I am enrolled in an upper level STEM class.
My teacher has recently announced that we have a "downloadable" midterm. The midterm is not officially timed, and we have a week to submit it, and there is no way the teacher can track how much time we have used. Now, in class and in a clarification request, it was stated that we have a total time to "work on it" for 3 hours tops, even though we can "look at it" for longer.
I have no clue how to deal with this. A good number of my (normally obsessive/honor code) friends have already told me that they will use more time than what is officially allowed to work on the exam. Based on the sample I've conducted with the people in my year in the class, I would say its highly likely at least 50% are planning on using more time than allowed.
Ngl [not going to lie], I've had to deal with "other people using more than they should be" for at least two of my classes (all of which are online) this semester and I don't want to deal with it in a third. I'm frustrated.
Is there anything I can do?
Solutions I consider:
Students protesting — I don't think anyone is being obsessive about this mess apart from me.

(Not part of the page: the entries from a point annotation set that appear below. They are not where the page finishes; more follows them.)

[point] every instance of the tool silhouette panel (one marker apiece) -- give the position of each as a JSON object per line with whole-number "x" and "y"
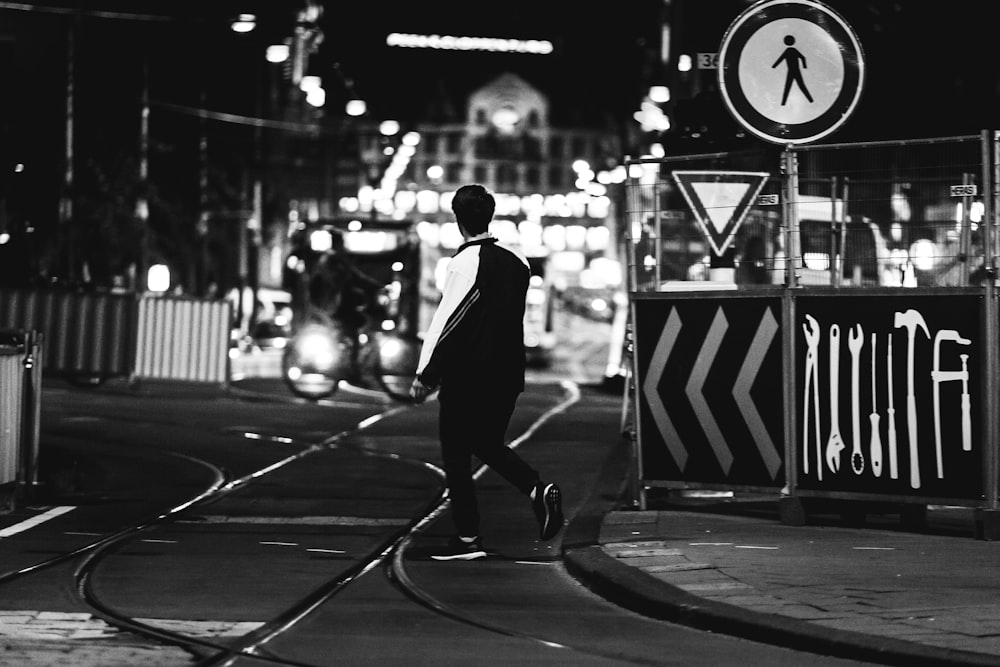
{"x": 888, "y": 395}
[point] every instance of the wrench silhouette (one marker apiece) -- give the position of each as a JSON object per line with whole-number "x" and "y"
{"x": 856, "y": 341}
{"x": 835, "y": 443}
{"x": 912, "y": 321}
{"x": 812, "y": 333}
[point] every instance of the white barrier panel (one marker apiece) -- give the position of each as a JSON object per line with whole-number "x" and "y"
{"x": 183, "y": 339}
{"x": 11, "y": 370}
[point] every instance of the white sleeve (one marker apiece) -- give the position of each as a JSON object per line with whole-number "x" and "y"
{"x": 460, "y": 279}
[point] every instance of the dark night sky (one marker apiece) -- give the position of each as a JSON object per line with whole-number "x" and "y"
{"x": 931, "y": 67}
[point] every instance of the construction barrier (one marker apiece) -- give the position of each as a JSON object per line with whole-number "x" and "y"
{"x": 182, "y": 339}
{"x": 819, "y": 323}
{"x": 94, "y": 336}
{"x": 20, "y": 411}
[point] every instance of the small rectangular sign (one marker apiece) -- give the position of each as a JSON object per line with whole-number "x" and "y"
{"x": 708, "y": 61}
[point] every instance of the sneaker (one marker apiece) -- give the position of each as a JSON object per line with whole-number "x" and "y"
{"x": 459, "y": 549}
{"x": 548, "y": 508}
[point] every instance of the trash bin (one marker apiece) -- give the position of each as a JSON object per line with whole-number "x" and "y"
{"x": 20, "y": 412}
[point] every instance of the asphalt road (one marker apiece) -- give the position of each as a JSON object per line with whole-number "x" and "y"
{"x": 247, "y": 527}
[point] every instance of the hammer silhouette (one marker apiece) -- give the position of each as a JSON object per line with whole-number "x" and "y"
{"x": 911, "y": 319}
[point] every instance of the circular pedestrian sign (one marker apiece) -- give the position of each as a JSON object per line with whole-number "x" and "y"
{"x": 790, "y": 71}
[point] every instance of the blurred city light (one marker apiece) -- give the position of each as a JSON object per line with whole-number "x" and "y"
{"x": 277, "y": 53}
{"x": 924, "y": 254}
{"x": 356, "y": 108}
{"x": 158, "y": 278}
{"x": 453, "y": 43}
{"x": 659, "y": 94}
{"x": 244, "y": 23}
{"x": 320, "y": 240}
{"x": 316, "y": 97}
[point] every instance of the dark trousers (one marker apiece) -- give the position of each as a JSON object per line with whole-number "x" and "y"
{"x": 474, "y": 422}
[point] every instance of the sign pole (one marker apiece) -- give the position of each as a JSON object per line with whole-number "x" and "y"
{"x": 987, "y": 518}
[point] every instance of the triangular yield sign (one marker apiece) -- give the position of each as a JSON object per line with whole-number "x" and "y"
{"x": 720, "y": 200}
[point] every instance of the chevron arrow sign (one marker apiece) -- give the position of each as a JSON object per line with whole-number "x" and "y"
{"x": 709, "y": 372}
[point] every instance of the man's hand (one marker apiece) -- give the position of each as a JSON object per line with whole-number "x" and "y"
{"x": 419, "y": 391}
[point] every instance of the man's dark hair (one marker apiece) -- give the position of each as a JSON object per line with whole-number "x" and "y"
{"x": 473, "y": 207}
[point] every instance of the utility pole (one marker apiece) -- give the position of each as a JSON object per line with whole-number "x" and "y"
{"x": 68, "y": 242}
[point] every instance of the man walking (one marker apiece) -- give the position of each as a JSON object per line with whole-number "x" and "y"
{"x": 474, "y": 352}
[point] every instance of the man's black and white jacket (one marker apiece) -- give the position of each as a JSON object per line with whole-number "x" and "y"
{"x": 476, "y": 338}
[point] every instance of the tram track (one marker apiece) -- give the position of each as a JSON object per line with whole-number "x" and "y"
{"x": 393, "y": 556}
{"x": 390, "y": 553}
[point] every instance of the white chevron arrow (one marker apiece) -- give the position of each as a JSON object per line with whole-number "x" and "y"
{"x": 650, "y": 389}
{"x": 706, "y": 356}
{"x": 744, "y": 383}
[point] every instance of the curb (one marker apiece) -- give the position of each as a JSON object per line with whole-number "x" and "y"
{"x": 633, "y": 589}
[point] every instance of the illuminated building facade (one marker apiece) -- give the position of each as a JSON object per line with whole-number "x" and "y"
{"x": 551, "y": 200}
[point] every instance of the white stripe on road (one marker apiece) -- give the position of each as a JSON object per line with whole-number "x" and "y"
{"x": 874, "y": 548}
{"x": 35, "y": 520}
{"x": 302, "y": 520}
{"x": 749, "y": 546}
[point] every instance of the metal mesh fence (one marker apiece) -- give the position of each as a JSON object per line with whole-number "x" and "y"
{"x": 885, "y": 214}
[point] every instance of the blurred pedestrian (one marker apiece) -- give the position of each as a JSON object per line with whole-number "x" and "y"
{"x": 473, "y": 353}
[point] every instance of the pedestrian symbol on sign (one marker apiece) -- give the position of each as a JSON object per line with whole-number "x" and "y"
{"x": 792, "y": 57}
{"x": 801, "y": 48}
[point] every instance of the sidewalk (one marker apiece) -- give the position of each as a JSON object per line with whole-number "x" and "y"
{"x": 877, "y": 593}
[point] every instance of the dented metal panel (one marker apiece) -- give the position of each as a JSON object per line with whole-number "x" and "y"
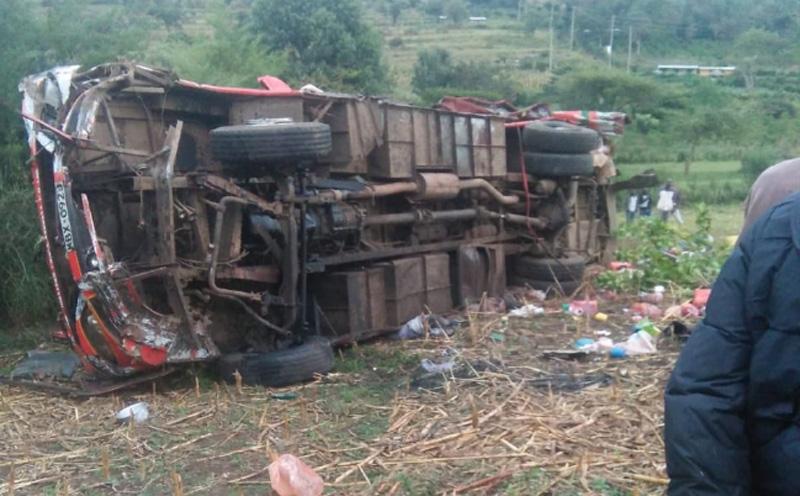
{"x": 162, "y": 251}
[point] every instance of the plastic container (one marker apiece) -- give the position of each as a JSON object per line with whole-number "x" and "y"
{"x": 583, "y": 307}
{"x": 701, "y": 297}
{"x": 289, "y": 476}
{"x": 647, "y": 310}
{"x": 647, "y": 326}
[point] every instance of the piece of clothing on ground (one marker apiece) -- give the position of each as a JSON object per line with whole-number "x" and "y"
{"x": 772, "y": 186}
{"x": 732, "y": 425}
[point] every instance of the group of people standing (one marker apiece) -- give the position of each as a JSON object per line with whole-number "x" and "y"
{"x": 641, "y": 203}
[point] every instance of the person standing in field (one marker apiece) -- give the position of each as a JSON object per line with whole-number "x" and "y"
{"x": 645, "y": 203}
{"x": 668, "y": 201}
{"x": 632, "y": 207}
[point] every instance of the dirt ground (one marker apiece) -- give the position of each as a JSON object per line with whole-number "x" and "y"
{"x": 507, "y": 419}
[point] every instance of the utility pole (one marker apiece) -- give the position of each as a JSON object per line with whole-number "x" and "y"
{"x": 630, "y": 47}
{"x": 550, "y": 61}
{"x": 572, "y": 31}
{"x": 611, "y": 42}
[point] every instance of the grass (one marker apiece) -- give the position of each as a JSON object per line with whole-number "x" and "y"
{"x": 712, "y": 183}
{"x": 499, "y": 41}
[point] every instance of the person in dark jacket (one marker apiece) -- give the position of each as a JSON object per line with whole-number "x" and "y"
{"x": 732, "y": 422}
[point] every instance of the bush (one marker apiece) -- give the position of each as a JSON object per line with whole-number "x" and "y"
{"x": 665, "y": 254}
{"x": 26, "y": 293}
{"x": 754, "y": 161}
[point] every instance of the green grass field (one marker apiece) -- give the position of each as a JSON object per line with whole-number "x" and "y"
{"x": 500, "y": 41}
{"x": 712, "y": 183}
{"x": 719, "y": 185}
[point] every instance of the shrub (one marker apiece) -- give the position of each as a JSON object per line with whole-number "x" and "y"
{"x": 665, "y": 254}
{"x": 755, "y": 160}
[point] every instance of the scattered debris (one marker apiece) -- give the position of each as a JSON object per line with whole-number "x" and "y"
{"x": 617, "y": 266}
{"x": 646, "y": 310}
{"x": 583, "y": 307}
{"x": 602, "y": 345}
{"x": 566, "y": 354}
{"x": 701, "y": 297}
{"x": 137, "y": 413}
{"x": 427, "y": 325}
{"x": 571, "y": 383}
{"x": 655, "y": 297}
{"x": 289, "y": 476}
{"x": 284, "y": 395}
{"x": 528, "y": 310}
{"x": 432, "y": 367}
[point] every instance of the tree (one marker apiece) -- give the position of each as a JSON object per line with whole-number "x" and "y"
{"x": 327, "y": 41}
{"x": 612, "y": 90}
{"x": 229, "y": 55}
{"x": 456, "y": 11}
{"x": 433, "y": 7}
{"x": 434, "y": 68}
{"x": 703, "y": 125}
{"x": 757, "y": 48}
{"x": 436, "y": 74}
{"x": 395, "y": 9}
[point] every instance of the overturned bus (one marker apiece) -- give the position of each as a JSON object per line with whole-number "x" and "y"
{"x": 185, "y": 222}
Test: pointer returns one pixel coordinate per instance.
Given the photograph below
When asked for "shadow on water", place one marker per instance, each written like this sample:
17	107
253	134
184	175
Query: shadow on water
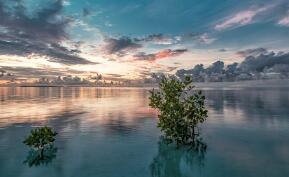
178	162
34	157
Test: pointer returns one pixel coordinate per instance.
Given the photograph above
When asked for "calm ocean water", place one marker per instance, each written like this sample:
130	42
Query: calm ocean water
111	132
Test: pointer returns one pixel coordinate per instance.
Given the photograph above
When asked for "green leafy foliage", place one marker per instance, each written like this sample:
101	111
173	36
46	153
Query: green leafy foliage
181	110
40	137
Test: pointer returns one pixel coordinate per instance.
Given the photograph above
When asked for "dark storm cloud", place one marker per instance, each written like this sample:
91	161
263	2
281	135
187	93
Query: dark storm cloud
39	34
262	61
252	52
253	67
46	24
120	46
159	55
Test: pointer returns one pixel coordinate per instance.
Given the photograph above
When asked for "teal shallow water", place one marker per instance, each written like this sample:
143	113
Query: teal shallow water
111	132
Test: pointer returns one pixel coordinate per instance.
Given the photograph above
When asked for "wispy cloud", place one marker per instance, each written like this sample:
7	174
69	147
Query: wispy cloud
241	18
159	55
252	52
119	46
284	21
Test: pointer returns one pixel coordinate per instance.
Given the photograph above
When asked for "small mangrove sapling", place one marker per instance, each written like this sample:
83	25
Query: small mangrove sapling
39	138
181	110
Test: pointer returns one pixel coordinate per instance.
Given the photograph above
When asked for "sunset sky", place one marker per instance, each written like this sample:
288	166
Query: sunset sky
130	39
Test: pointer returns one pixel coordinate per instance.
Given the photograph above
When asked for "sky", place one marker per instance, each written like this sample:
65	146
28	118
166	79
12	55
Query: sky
130	39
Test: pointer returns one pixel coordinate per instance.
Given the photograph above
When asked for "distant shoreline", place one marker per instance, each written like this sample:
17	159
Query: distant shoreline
238	84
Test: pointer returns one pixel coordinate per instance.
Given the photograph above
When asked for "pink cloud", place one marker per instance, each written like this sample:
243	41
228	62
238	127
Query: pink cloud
240	19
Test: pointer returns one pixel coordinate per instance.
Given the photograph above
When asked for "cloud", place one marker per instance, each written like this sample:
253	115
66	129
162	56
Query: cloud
258	63
120	46
223	50
30	72
284	21
240	19
38	33
159	55
198	38
159	39
252	52
54	52
205	39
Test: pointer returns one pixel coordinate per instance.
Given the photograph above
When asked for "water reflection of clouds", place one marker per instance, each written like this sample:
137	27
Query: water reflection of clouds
30	105
261	106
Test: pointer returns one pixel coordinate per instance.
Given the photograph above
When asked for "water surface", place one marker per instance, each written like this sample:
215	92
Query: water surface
111	132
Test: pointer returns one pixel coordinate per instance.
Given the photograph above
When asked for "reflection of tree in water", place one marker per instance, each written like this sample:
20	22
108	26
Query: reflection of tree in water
178	162
35	158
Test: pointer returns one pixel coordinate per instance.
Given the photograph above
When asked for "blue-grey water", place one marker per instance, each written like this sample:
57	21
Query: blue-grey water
111	132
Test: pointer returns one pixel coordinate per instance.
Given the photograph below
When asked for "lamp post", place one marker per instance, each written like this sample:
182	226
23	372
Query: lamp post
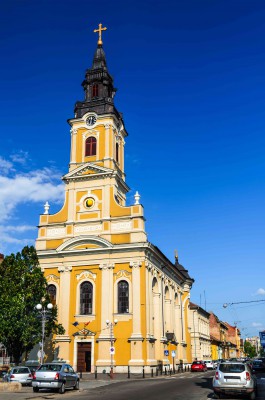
112	350
44	313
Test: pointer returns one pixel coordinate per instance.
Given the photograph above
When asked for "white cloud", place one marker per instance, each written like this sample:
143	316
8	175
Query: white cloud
36	186
261	291
256	324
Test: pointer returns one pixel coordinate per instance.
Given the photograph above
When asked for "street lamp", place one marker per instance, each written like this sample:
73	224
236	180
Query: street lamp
44	313
112	350
225	305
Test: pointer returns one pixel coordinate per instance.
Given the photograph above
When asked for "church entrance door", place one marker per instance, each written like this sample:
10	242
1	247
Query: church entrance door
84	357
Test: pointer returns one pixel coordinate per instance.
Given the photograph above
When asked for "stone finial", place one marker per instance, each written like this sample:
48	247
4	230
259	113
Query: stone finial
136	198
46	208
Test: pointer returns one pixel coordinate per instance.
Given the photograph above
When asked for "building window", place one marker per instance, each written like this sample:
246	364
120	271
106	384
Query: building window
117	152
123	297
91	146
94	91
52	294
86	298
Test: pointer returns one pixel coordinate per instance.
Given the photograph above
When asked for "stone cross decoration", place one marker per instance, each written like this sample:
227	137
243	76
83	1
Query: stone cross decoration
99	30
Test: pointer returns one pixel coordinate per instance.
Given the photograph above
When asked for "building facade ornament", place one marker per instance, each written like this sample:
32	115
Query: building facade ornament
86	275
65	268
106	266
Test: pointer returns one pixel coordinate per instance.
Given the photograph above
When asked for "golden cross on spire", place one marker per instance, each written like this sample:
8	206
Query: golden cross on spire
99	30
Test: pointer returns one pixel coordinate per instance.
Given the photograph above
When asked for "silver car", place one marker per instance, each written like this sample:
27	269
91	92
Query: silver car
19	374
234	378
55	375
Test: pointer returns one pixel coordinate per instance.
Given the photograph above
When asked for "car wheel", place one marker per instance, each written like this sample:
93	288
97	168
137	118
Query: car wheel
76	387
62	389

Confronting the teacher myself — for one thing, I'm not sure if I am liked by this person (LOL) but I'm guessing if I say "yo there are students planning on cheating", this person will simply send out an email stating "don't cheat" to the class.
Notes:
The people in the class of my year already know about all this mess of a situation because I discussed the strange rules in our group chat, so I suspect if the professor sends out an email I can be immediately linked as "the person who prompted the kerfuffle". also I'll be known as the rat. I don't care too much about my reputation, but nonetheless this isn't super pleasant. I probably shouldn't have done this, I see now that it is kind of coming back to bite.
Certain details have been changed or obfuscated to avoid identification.
I'm estimating likelihood of cheating based on an informal "poll" I gave in a high-effort group chat; to get a picture of this group, its a bunch of overachieving underclassmen who I don't think would ever cheat in normal circumstances. I have evidence of intention to cheat, I am not willing to submit it to my teacher.
What I would hope from my teacher would be that the "time cap" of 3 hours would be removed; this obviously is going to get violated anyway.
I specifically asked the professor whether we "must not" spend more than 3 hours on the test; he confirmed that 3 hours is a hard limit.
The class is graded on a curve.
What I'm probably gonna do:
I don't think I should contact the professor directly, mostly because I think this person doesn't like me that much. I think my solution is just going to be to email this person anonymously and express that I have concretely seen evidence of people intending to cheat, though I'm not ratting out any fellow students, and I'll request that the time limit is lifted.